Il primo problema potrebbe essere una non corretta imboccatura dello strumento, mentre il secondo problema è spesso dovuto ad un controllo non corretto dell’aria che aspiriamo dalla bocca.

Come si vede nella FIG.1 la posizione standard da assumere durante la normale respirazione è quella perpendicolare alle labbra, ma per alcune note ad esempio il 2° e 3° foro aspirato, potrebbe aiutare soprattutto in fase di studio, piegare leggermente l’armonica come in FIG.2.

Fate diversi tentativi sino a quando non troverete l’inclinazione giusta per il relativo foro.


Come devono suonare le note singole ?
Iniziate soffiando da  al  foro poi dal  al  ed infine dal  al 10°.
Poi la stessa sequenza aspirando.
Le note dovranno suonare limpide e chiare in tutti i fori.

SOFFIANDO dal foro 1 al foro 10


ASPIRANDO dal foro 1 al foro 10



Una particolare attenzione deve essere fatta per il Whistle Method. Infatti in questa tecnica si corrugano le labbra per suonare i singoli fori e talvolta un eccessivo irrigidimento provoca una imboccatura troppo stretta che pregiudica il timbro ed il volume della nota stessa. Inoltre ciò può creare delle difficoltà con la tecnica del bending.


Il Naso

Il Naso ha una funzione importante come valvola per espellere contemporaneamente alla bocca l’aria in caso di eccessivo riempimento dei polmoni o per incamerarla velocemente in caso di necessità, per frasi soffiate particolarmente lunghe.

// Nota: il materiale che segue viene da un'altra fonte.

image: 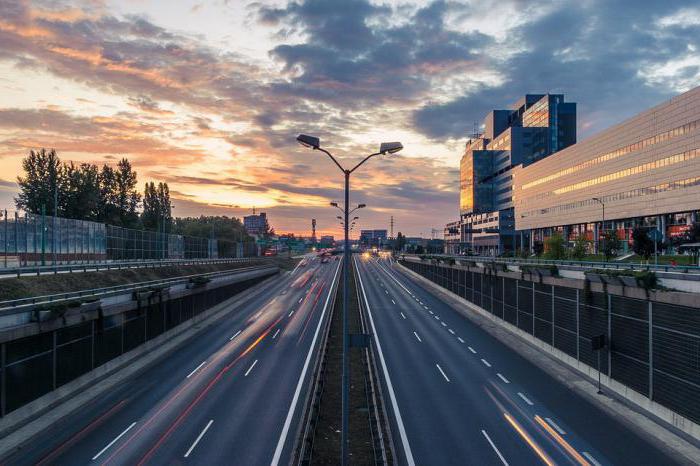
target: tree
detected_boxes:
[532,240,544,257]
[571,235,590,260]
[632,227,654,260]
[113,158,141,228]
[15,149,63,215]
[544,233,566,260]
[602,230,620,259]
[394,232,406,251]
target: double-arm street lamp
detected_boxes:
[297,134,403,466]
[593,197,606,259]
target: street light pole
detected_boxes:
[593,197,608,261]
[297,134,403,466]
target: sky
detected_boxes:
[0,0,700,236]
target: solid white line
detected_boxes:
[92,422,136,461]
[518,392,535,406]
[435,364,450,382]
[356,261,416,466]
[243,359,258,377]
[544,417,566,435]
[186,361,207,379]
[185,419,214,458]
[581,451,600,466]
[481,430,508,466]
[271,260,343,466]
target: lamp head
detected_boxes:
[379,142,403,154]
[297,134,321,149]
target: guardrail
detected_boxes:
[0,257,259,278]
[0,264,278,315]
[402,254,700,273]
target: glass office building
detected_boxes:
[456,94,576,255]
[514,87,700,249]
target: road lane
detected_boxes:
[7,255,339,464]
[358,259,674,464]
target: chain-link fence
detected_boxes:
[0,210,255,267]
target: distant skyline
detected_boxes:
[0,0,700,237]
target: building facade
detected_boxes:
[459,94,576,255]
[243,212,267,235]
[360,230,387,248]
[514,87,700,246]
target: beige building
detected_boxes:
[514,87,700,248]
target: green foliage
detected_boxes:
[571,235,590,261]
[141,181,172,232]
[15,149,141,228]
[601,230,621,259]
[544,234,566,260]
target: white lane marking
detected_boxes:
[544,417,566,435]
[92,422,136,461]
[435,364,450,382]
[185,419,214,458]
[356,260,416,466]
[581,451,600,466]
[271,261,343,466]
[481,430,508,466]
[243,359,258,377]
[186,361,207,379]
[518,392,535,406]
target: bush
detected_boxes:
[544,234,566,260]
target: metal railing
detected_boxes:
[0,264,277,315]
[0,257,256,278]
[402,254,700,273]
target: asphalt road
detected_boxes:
[5,257,340,465]
[355,257,676,466]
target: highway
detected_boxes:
[354,257,676,466]
[4,256,341,465]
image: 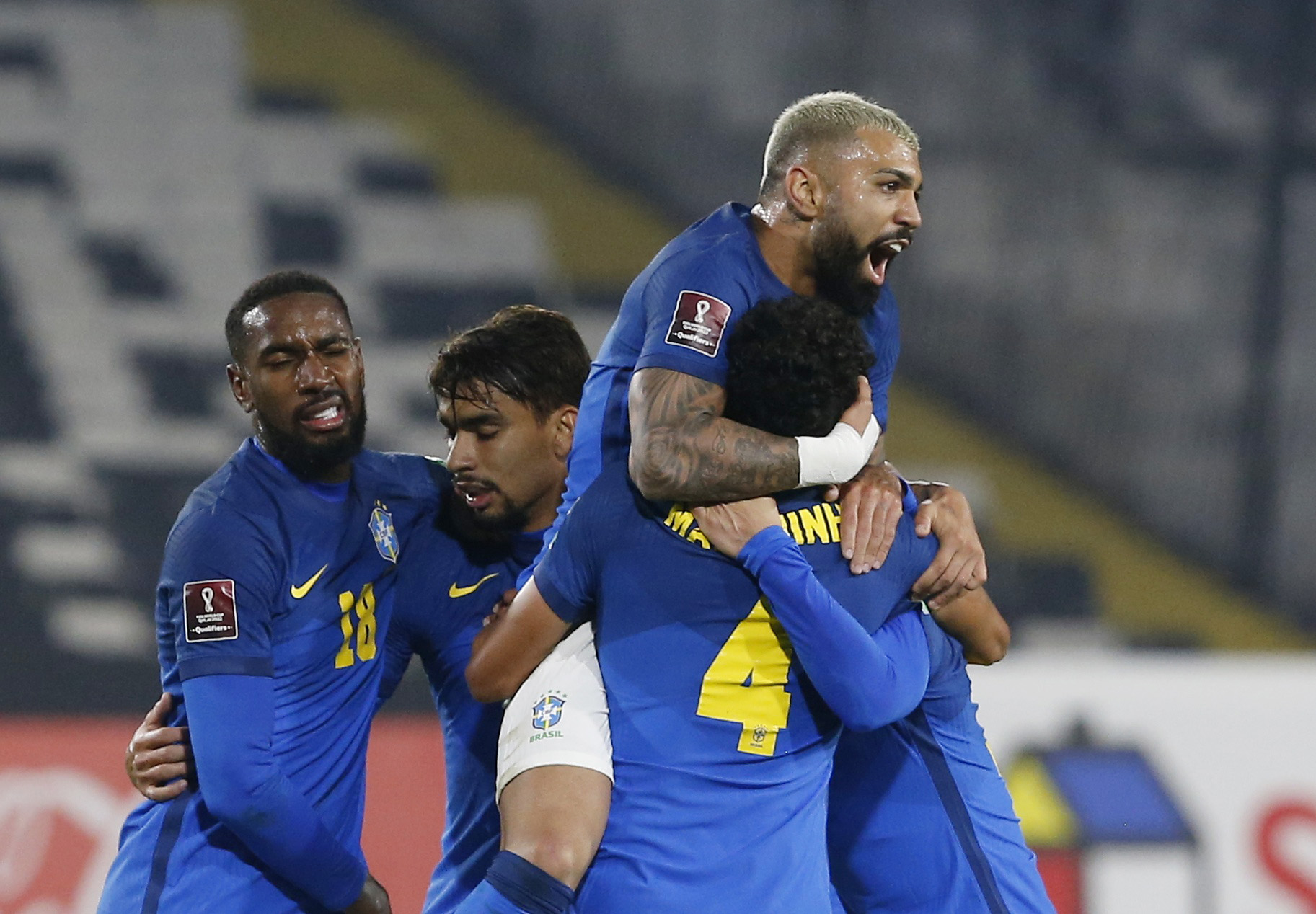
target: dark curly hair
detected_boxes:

Ma per gli studi iniziali è conveniente imparare la circolazione solamente tramite la bocca cercando di non sfiatare troppo dal naso. Quindi cercate di capire ed assimilare la tecnica chiudendo il naso con l’aiuto delle dita per poi applicarlo successivamente con il naso libero.


Considerazioni finali

La tecnica di respirazione è comunque una procedura che molto spesso si sviluppa naturalmente con il tempo senza avere necessità di seguire una particolare regola, ma i consigli precedenti producono sicuramente dei risultati positivi sin da subito evitando di incorrere a fastidiosi difetti di impostazione che sarebbero difficili e noiosi da correggere successivamente.